Dicen que no hay mal que por bien no venga. Gracias a la huelga estudiantil en la UNAM, nos hemos visto en la necesidad de repensar muchas cosas. Cosas referentes, no sólo a la mayor universidad de América, sino al futuro mismo de México. También dicen, sin embargo, que un mal no bien digerido, tarde o temprano se convierte en algo peor.
Para que la huelga pueda terminarse y resulte fructífera, parece indispensable un verdadero diálogo universitario, es decir, un diálogo honesto, inteligente, constructivo y de cara a la nación: de la nación actual y de la más deseable. Nadie puede olvidar que la UNAM finalmente se debe a toda la nación, más que cualquier otra universidad.
¿Por dónde empezar? Da igual, porque si lo que se proyecta es un México mejor, todos los caminos llevan a la necesidad de recuperar la UNAM en un doble sentido: recuperarla de su innegable declive, y recuperarla de la tecnoburocracia que se ha apoderado de ella.
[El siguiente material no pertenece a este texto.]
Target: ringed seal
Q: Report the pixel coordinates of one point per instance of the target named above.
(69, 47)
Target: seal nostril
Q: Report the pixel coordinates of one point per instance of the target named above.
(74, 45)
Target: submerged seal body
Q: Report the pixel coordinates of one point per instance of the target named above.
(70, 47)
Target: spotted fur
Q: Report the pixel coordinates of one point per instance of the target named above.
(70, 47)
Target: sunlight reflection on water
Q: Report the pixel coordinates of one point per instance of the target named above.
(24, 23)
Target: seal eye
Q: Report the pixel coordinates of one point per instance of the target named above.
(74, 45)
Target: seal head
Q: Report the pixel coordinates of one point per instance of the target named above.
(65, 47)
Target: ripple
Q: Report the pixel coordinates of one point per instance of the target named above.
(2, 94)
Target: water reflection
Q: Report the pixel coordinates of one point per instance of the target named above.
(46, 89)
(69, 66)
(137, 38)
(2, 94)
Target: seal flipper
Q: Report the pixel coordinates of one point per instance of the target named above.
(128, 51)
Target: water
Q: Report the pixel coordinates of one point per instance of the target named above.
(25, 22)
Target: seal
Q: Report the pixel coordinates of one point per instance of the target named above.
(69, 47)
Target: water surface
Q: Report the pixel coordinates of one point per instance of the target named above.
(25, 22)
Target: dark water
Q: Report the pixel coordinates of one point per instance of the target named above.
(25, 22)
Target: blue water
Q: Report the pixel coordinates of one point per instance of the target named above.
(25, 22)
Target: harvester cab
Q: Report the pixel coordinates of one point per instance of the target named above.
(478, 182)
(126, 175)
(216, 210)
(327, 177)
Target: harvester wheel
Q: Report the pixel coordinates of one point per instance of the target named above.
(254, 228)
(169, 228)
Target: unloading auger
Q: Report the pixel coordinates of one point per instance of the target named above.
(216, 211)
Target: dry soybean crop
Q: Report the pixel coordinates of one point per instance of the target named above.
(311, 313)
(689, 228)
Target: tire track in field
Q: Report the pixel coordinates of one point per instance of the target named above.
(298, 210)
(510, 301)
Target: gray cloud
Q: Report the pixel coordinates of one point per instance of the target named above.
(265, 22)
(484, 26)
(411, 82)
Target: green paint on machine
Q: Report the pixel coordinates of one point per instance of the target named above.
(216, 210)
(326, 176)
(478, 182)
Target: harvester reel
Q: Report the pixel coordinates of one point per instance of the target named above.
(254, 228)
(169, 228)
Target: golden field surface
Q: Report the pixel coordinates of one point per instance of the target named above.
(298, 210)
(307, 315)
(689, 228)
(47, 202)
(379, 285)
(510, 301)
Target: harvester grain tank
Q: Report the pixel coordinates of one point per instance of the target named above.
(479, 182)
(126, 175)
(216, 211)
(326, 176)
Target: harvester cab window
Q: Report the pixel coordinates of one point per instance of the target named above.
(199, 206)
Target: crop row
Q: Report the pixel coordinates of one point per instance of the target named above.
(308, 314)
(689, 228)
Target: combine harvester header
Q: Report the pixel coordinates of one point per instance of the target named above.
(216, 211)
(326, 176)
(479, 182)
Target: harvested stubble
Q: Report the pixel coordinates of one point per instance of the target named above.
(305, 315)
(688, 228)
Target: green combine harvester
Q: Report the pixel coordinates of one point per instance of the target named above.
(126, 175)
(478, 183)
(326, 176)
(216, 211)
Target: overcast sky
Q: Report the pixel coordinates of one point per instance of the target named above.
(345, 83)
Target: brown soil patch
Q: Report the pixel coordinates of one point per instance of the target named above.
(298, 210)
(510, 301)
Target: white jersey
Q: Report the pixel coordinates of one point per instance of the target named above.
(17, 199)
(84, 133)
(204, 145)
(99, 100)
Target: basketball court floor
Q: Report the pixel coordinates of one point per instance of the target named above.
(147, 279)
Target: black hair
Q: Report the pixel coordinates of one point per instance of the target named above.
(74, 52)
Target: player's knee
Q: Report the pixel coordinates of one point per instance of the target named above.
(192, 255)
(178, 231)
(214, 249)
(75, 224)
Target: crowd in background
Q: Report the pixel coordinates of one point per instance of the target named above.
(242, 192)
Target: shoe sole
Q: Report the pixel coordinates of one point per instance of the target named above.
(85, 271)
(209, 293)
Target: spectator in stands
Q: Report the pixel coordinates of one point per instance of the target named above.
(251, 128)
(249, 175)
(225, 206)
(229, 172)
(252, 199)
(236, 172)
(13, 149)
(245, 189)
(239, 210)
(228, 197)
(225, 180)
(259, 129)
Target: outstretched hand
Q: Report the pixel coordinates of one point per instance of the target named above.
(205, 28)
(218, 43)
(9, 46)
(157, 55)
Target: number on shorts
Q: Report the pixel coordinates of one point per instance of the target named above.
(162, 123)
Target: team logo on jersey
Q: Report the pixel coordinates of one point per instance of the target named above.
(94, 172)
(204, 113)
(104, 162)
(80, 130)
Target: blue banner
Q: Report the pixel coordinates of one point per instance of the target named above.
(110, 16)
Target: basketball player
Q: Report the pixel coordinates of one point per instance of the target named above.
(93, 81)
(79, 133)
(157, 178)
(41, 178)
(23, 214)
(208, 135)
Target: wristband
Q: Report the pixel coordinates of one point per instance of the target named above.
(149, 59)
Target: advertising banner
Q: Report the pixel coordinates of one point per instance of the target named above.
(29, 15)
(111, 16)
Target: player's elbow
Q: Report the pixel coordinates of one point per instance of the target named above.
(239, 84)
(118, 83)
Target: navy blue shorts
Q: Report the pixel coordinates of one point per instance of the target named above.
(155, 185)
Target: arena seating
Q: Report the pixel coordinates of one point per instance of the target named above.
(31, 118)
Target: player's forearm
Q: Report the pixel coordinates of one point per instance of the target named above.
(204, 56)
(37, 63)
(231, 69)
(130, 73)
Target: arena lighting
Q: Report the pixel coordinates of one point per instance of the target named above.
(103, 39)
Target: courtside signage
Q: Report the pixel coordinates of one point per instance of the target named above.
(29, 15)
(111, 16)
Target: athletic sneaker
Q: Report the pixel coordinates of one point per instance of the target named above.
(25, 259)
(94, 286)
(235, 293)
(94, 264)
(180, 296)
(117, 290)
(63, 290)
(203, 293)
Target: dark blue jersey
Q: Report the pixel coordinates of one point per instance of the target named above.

Empecemos, pues, por el asunto de las cuotas, que fue el detonante del nuevo, y muy probablemente histórico, movimiento estudiantil.
Todos decimos querer un México transparente. Y es que urge sepultar la subcultura de la corrupción, de las componendas a espaldas de la sociedad y (para colmo) de la impunidad resultante. La UNAM fue, es, o debería ser el mayor semillero de valores educativos en el país. Con mayor razón, entonces, las autoridades universitarias deben predicar con el ejemplo al actuar con transparencia. Por lo menos deben responder a estas preguntas: ¿De qué tamaño es el problema financiero que se pretende aliviar con el aumento de cuotas a los estudiantes? ¿Cómo se originó el problema? ¿Qué se propone para que no reaparezca?
Por más rodeos que se intenten, una respuesta honesta inevitablemente desembocaría en otros tantos lastres del país y de la UNAM que hoy tenemos, y que también urge superar. Por ejemplo: una administración ineficiente o corrupta, decisiones tan desatinadas como autoritarias, incumplimiento de las pocas decisiones que sí son fruto del consenso (resolutivos del congreso universitario de 1990. Acuerdos de San Andrés), renuncia a responsabilidades básicas como la de contar con un presupuesto suficiente para educación (el rector no lo exige, el Presidente no lo autoriza), en fin, muchos gastos superfluos, injustos o clientelares: Fobaproa, viajes, viáticos, personal de confianza al por mayor (incluyendo porros y guaruras), sin faltar sueldos tan excesivos que hasta les da pena publicarlos (para no mencionar los salarios vitalicios). Ante ello: ¡Que paguen los estudiantes!
De un modo u otro, todos esos lastres tienen que ver con la falta de democracia. Sin democracia en forma y fondo, en principios y en valores, irremediablemente la UNAM continuará desplomándose. Todas las cuotas estudiantiles del mundo, lejos de resolver el problema financiero, no harían más que reciclar el círculo antidemocracia-corrupción-despilfarros-más cuotas-más huelgas-antidemocráticas, total: persecución y represión de los huelguistas. En el mejor de los casos, el ciclo se cerraría con un diálogo antiuniversitario: de espaldas a la nación (en lo oscurito), regido no por ideas sino por autoexculpaciones (principio de autoridad, madre del autoritarismo), regateando hasta las propuestas más pertinentes, y disponiéndose a incumplir los acuerdos imparables (como en el congreso de 1990 logrado por el CEU).
Por si fuera poco, a la antidemocracia convencional se suma una antidemocracia de raíz: la exclusión de más y más jóvenes de las aulas universitarias, el mayor alejamiento del ideal de una sociedad plenamente educada. En lugar de preservar la UNAM como paradigna y último bastión de la educación como derecho de todos (ricos y pobres, blancos y morenos), el plan Barnés tiende a apuntalarla como una más de las ya muchas universidades-negocio que pululan en México. Universidades por definición elitistas: sólo para quien pueda pagarlas, sólo para quien ve la educación como una compra-venta de conocimientos y sólo de conocimientos para el provecho individual e inmediato.
Así, el diálogo requerido para hacer fructífera la huelga de la UNAM, también tendría que incluir preguntas de fondo: en plena era del conocimiento, ¿puede México salir adelante sin una sociedad plenamente educada? ¿Puede lograrse la plena educación con puras universidades-negocio? ¿Qué reformas requiere la UNAM para resurgir como una universidad desde y para la nación? ¿Debe la UNAM ser motor, o freno, de un México con futuro?